In the NFL, the rules are completely different than in the college game. At Michigan State, Waynes could make contact with receivers anywhere on the field as long as the player was in front of him and the ball wasn’t in the air. On the contrary, the NFL allows no contact further than five yards past the line of scrimmage. This is undoubtedly a huge adjustment that all cornerbacks have to make once they turn pro, and it’s a big reason why cornerback is one of the hardest positions in football to transition from college to the NFL.

Waynes actually wrote an article for in which he explains how he’s going about the adjustments. In his piece, Waynes literally says he’s re-learning the position altogether. I don’t know about you, but I don’t want a guy playing cornerback for my favorite team if he’s in the process of re-learning the position.

Don’t get me wrong, Trae Waynes has the potential to be a very good cornerback in the NFL. I’m in no way saying that he’s a bust or anything like that, because calling him a bust would be like if people called Aaron Rodgers a bust for not playing in his first few seasons. All I’m saying is that fans need to be patient with Waynes because the process takes a few years. Just ask Xavier Rhodes.

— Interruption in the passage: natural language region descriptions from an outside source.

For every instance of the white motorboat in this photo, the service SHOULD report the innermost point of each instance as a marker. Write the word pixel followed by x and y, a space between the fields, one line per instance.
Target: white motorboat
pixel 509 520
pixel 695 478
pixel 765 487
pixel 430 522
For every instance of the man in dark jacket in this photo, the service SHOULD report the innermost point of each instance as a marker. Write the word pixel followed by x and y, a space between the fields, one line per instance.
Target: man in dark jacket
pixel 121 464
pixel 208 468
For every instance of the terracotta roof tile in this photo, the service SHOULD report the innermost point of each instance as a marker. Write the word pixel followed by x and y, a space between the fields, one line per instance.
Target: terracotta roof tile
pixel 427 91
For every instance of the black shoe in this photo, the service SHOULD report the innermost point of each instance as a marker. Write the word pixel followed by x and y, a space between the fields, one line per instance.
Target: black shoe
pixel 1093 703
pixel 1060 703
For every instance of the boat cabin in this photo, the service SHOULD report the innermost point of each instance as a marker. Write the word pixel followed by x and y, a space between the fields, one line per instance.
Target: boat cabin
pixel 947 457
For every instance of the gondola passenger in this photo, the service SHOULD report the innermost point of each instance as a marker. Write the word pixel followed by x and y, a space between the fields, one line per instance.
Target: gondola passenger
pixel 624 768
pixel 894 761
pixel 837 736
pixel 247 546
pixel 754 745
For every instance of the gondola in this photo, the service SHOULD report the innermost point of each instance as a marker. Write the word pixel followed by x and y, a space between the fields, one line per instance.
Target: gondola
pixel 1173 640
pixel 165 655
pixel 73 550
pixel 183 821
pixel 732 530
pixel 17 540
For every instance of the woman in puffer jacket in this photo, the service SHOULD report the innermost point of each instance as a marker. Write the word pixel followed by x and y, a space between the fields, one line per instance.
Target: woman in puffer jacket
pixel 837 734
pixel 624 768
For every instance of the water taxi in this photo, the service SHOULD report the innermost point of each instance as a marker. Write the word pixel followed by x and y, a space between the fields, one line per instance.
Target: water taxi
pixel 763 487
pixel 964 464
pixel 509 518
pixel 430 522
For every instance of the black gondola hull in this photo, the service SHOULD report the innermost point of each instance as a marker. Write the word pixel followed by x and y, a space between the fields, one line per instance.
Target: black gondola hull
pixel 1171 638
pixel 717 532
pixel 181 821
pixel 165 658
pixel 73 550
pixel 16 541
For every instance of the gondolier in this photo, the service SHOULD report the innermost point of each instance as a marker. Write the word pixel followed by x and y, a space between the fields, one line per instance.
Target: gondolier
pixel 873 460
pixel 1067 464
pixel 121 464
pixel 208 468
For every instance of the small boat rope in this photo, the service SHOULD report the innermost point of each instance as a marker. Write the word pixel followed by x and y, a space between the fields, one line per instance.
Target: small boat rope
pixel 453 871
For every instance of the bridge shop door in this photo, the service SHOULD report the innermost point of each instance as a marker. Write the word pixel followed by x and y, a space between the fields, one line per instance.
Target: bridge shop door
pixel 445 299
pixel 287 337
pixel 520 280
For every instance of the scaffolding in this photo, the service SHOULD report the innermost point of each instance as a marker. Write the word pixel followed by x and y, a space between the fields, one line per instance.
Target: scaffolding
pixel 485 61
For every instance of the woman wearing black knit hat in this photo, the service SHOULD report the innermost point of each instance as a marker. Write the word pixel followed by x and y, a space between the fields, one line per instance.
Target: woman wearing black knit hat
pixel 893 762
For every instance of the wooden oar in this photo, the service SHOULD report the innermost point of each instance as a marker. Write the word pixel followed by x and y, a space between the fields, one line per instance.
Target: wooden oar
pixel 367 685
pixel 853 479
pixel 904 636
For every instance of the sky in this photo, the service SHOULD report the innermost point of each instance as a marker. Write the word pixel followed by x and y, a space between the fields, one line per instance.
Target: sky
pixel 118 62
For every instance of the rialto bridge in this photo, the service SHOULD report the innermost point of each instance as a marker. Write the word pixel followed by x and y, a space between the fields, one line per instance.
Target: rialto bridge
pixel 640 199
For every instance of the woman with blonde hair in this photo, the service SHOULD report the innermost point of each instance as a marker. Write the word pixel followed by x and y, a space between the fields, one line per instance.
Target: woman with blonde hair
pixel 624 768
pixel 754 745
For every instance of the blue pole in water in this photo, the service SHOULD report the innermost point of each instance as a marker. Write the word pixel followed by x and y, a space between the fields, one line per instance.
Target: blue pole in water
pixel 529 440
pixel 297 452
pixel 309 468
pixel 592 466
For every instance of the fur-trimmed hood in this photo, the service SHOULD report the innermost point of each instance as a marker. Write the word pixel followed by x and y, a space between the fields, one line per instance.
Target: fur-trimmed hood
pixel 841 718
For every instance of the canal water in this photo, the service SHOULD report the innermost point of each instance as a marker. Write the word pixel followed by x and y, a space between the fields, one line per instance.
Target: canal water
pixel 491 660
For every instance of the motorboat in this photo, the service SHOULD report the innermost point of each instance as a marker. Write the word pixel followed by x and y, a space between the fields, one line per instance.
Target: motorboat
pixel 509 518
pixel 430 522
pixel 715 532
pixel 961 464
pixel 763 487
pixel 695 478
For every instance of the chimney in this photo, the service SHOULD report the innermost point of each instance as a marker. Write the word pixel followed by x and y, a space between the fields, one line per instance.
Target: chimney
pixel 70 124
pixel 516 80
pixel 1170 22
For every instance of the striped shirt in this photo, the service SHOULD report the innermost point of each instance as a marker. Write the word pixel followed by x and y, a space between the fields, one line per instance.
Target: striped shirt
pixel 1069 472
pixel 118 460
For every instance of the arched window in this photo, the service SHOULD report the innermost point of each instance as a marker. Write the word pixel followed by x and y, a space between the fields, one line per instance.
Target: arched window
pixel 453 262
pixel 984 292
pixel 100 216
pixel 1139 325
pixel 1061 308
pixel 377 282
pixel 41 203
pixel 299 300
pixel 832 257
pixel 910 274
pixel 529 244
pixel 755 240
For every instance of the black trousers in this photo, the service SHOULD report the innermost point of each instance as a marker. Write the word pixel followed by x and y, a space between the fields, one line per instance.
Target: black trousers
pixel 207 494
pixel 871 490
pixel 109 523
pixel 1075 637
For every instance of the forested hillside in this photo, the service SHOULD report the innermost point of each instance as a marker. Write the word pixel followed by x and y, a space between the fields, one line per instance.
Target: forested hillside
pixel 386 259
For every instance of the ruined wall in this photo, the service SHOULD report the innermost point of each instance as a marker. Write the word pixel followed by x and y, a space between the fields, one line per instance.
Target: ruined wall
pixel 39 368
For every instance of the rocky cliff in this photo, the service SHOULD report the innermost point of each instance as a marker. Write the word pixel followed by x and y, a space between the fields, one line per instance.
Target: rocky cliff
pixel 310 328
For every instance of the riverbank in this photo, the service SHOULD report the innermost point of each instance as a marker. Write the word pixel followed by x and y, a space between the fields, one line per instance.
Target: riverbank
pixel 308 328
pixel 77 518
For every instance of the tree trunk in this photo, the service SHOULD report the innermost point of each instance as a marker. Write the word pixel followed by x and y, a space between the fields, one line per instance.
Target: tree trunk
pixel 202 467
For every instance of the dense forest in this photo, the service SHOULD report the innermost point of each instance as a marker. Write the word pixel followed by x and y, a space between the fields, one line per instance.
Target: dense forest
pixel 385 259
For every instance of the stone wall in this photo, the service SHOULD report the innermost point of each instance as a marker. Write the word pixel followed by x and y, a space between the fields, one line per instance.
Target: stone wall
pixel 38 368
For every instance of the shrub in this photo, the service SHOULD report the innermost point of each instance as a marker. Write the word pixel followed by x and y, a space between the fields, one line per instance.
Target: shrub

Remember Rhodes’ rookie season? Leslie Frazier didn’t even want to play him until injuries forced him to. When Rhodes was on the field, he was awful. Throughout the last two seasons, however, Rhodes has improved tremendously and is now on the brink of becoming a top five cover corner in the NFL. Now, Waynes may or may not get to that level, but it’s definitely possible with his athleticism and teaching from Mike Zimmer.

The bottom line here is that it’ll take some time for Trae Waynes to make the impact he was drafted for. If you’re willing to be patient about this whole process, it’ll make it much easier for you. You probably know a thing or two about patience, being a Vikings fan and all, so let’s give Waynes a break for now.